Challenges along the way
The design process involves multiple rounds of sketching, data analysis, prototyping, and development. Along this journey, two particular challenges merited additional focus.
How can we make sense of dynamic datasets?
After extensive discussions with the RKD and MFA teams, we recognized the complexity and variability of historical data, presenting a significant challenge in data processing. I led this phase, using R for multiple data cleaning and analysis iterations to inform crucial design choices.

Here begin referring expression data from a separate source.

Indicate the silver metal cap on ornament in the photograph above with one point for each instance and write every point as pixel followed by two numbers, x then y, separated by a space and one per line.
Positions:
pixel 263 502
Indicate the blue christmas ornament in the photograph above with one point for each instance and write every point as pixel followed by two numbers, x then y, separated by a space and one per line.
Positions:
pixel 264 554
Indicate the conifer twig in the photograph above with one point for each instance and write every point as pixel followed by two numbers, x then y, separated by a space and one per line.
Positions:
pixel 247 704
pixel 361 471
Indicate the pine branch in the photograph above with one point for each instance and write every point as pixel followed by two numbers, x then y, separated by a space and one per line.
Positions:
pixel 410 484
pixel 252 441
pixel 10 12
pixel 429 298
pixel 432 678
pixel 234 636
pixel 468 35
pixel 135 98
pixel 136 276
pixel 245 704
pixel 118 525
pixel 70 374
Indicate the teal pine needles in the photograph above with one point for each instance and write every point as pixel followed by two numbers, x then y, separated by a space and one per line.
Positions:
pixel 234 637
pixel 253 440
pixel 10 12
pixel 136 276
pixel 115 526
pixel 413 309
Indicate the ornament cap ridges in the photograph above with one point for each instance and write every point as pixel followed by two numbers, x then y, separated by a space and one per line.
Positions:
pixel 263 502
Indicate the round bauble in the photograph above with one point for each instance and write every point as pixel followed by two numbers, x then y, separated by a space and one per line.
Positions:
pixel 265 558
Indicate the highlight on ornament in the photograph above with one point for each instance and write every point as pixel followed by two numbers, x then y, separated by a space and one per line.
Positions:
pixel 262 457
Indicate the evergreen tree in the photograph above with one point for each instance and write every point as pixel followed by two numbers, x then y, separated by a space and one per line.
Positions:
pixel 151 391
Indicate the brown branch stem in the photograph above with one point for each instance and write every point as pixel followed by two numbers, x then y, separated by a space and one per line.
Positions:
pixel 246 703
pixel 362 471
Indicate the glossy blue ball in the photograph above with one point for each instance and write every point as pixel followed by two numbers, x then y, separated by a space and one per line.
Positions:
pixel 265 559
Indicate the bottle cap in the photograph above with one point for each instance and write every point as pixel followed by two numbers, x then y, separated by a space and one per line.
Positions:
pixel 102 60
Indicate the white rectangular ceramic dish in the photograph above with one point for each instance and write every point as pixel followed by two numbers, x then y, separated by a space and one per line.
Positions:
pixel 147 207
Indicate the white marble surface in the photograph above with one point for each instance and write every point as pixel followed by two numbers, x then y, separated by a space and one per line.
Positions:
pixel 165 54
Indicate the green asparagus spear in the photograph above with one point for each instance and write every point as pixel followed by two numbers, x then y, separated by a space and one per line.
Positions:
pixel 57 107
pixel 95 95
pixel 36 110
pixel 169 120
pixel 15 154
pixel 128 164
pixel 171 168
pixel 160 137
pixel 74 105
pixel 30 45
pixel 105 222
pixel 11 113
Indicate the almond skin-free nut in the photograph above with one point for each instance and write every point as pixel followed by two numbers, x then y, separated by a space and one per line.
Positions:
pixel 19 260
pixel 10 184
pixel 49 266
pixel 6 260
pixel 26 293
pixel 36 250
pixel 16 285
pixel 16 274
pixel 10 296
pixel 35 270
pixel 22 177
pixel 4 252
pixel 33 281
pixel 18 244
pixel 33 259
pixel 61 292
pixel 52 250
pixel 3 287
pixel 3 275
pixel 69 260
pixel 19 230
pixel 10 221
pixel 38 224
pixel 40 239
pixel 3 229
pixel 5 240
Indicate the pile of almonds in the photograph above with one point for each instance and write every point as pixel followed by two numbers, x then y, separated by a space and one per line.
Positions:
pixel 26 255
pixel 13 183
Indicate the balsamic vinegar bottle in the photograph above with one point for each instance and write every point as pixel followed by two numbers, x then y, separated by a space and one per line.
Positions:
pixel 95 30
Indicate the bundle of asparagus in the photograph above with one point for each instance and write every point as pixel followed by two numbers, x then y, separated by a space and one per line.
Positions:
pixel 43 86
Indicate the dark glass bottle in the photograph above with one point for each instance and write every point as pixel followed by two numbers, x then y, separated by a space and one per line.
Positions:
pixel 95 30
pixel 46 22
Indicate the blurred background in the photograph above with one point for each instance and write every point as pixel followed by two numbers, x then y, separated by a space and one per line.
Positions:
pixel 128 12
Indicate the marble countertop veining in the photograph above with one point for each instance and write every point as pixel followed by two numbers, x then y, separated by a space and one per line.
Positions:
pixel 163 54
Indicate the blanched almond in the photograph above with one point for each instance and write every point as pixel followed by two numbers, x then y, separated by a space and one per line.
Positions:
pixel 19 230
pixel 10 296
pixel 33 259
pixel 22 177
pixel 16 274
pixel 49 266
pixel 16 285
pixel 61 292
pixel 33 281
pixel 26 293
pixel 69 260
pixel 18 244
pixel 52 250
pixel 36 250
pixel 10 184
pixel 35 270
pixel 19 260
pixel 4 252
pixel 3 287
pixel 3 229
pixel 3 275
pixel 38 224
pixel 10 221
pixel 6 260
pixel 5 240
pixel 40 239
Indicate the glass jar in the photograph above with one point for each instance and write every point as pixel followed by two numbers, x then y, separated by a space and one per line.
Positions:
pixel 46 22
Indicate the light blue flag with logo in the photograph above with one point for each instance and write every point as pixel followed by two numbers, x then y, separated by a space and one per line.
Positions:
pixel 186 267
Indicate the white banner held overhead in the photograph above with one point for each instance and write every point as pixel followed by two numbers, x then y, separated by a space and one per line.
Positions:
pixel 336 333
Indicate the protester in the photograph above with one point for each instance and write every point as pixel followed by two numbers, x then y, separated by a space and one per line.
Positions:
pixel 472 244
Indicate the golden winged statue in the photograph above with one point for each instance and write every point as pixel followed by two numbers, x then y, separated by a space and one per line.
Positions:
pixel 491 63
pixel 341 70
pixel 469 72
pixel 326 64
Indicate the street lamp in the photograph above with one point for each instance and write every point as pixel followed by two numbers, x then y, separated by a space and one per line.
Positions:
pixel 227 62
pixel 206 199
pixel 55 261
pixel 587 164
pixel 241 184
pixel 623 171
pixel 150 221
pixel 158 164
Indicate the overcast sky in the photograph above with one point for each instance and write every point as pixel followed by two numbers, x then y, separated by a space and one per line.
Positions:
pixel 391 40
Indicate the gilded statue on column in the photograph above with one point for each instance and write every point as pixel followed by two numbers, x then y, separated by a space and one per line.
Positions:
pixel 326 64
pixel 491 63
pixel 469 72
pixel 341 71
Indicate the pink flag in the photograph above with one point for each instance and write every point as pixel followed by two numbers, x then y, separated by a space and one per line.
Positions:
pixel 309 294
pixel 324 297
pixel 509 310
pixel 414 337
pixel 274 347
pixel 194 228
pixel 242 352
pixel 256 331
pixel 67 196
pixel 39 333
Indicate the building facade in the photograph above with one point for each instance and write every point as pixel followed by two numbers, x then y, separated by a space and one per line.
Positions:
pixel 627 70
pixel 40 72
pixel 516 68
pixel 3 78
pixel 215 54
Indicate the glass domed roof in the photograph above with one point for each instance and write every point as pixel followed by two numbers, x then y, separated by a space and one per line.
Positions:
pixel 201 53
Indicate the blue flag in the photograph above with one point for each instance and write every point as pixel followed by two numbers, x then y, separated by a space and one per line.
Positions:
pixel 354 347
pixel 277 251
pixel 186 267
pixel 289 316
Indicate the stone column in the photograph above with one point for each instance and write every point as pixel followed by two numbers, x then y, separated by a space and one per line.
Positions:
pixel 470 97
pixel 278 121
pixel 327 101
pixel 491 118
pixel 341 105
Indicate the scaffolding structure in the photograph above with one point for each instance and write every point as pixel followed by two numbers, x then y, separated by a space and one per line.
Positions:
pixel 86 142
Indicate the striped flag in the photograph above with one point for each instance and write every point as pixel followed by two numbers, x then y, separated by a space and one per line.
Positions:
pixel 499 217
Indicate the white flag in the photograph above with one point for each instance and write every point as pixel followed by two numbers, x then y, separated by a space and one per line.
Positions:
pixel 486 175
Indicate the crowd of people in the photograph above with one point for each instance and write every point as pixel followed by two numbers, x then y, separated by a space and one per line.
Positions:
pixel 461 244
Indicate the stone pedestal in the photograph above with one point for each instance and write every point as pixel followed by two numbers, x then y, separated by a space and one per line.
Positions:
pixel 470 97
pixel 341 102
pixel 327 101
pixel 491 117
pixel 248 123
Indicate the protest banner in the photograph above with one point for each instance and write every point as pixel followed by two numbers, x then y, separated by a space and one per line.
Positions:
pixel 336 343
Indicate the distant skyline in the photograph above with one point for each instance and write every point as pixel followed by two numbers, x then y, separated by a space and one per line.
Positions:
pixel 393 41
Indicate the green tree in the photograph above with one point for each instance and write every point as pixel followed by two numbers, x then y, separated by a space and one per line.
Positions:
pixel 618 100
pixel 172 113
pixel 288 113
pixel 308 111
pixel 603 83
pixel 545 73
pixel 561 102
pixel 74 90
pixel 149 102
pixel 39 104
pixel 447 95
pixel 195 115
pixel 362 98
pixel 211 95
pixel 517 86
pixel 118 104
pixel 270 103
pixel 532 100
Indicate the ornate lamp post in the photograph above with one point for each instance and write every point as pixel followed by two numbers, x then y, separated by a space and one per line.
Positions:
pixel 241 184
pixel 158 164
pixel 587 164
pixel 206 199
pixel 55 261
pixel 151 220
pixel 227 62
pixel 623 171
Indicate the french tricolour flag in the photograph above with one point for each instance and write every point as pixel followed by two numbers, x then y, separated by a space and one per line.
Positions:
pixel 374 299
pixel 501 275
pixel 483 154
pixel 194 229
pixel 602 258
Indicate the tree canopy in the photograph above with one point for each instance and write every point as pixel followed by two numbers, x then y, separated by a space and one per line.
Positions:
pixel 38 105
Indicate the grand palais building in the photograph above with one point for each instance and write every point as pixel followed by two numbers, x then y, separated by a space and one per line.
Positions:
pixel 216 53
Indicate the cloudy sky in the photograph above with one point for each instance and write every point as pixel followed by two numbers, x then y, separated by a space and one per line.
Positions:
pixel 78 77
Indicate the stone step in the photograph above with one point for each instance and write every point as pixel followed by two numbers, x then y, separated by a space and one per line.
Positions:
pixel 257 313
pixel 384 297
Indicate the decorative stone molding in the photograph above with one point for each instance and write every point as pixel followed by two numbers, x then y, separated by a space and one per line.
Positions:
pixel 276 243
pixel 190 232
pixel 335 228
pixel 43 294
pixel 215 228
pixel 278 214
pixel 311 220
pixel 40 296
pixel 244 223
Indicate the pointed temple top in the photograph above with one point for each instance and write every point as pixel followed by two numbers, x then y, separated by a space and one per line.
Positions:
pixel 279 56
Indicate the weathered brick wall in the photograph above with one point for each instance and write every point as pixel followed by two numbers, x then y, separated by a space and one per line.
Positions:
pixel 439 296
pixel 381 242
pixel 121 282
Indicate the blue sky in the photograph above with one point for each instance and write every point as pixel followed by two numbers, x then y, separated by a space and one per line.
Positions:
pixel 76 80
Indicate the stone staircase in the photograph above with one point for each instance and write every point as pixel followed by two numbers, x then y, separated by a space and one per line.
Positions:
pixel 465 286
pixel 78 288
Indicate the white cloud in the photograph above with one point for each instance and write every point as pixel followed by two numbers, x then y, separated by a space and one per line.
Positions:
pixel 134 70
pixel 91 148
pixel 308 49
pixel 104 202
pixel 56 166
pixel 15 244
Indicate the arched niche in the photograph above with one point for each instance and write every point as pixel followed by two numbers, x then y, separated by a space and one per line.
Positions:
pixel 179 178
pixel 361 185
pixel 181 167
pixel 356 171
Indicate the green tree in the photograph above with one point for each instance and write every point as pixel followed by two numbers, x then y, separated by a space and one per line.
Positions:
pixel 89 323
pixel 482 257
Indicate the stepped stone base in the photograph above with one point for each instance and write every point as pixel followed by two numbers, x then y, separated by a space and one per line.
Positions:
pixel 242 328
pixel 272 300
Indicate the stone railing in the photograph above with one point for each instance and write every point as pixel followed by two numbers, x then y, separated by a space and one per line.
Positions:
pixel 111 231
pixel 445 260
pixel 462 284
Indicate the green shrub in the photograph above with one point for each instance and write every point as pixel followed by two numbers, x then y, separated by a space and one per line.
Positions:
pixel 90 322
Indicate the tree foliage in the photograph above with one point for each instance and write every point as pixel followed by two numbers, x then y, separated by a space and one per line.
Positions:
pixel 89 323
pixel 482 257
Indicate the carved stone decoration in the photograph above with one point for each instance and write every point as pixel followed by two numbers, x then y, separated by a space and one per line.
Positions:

For example, the RKD datasets feature an 'Attribution' variable group, identifying potential creators of each artwork. However, it's common for artworks to have multiple attributed creators. Is this normal? In-depth analysis revealed that the attribution variable consists of a description and a name. I then talked with the MFA team and found that only half of these descriptions are reliable. For instance, an artwork "after Rembrandt" means it was created posthumously in his style, thus representing an unreliable attribution that should be excluded. With these insights, I streamlined the attribution data according to description validity, enhancing the dataset's accuracy and utility.
How can we accurately represent information despite the data's low resolution?
In the dataset, many artworks have imprecisely recorded creation dates, often as a range of years or a vague description such as “mid-17th century”. When visualized on a linear timeline with uniform spacing between years, this results in a significant clustering of artworks around the mid-century, a misleading artifact of the data's low resolution.
To circumvent such misrepresentation, focusing on broader trends rather than a detailed chronological scale is more effective. I addressed this issue by employing an adaptive timeline, which adjusts its span according to the number of artworks produced in each 25 years, thereby reducing clustering and providing a clearer representation of the data.
How do we highlight individual artists while representing the entire art market?
In our early sketches, we aimed to create a single visual representation that reflects both individual artists and the entire art market. To achieve this, we first needed to create a visual profile for each artist. Then, by stacking all the artists' profiles together, we would form a timeline to represent the entire art market.
However, as we developed low-fidelity prototypes using real datasets, we quickly realized we were dealing with a massive amount of data entries. At the scale suitable for the entire art market, individual artists would become too small to discern clearly. Seeking a single scale suitable for both the art market and individual artists might not be the correct approach. Therefore, we decided to create two separate visualizations: one focusing on the density of the art market and the other on the diversity of individual artists' competitive strategies.
Takeaway
Move quickly between drawing board and spreadsheet
Design prototypes direct the data cleaning process, while enhanced understanding of the data leads to improved design solutions. Working with actual datasets necessitates a dynamic and responsive feedback loop between the two stages of design.
Keep digging and seek expert input
When handling data in unfamiliar domains, it's crucial to explore the underlying knowledge and seek expertise to gain deeper insights.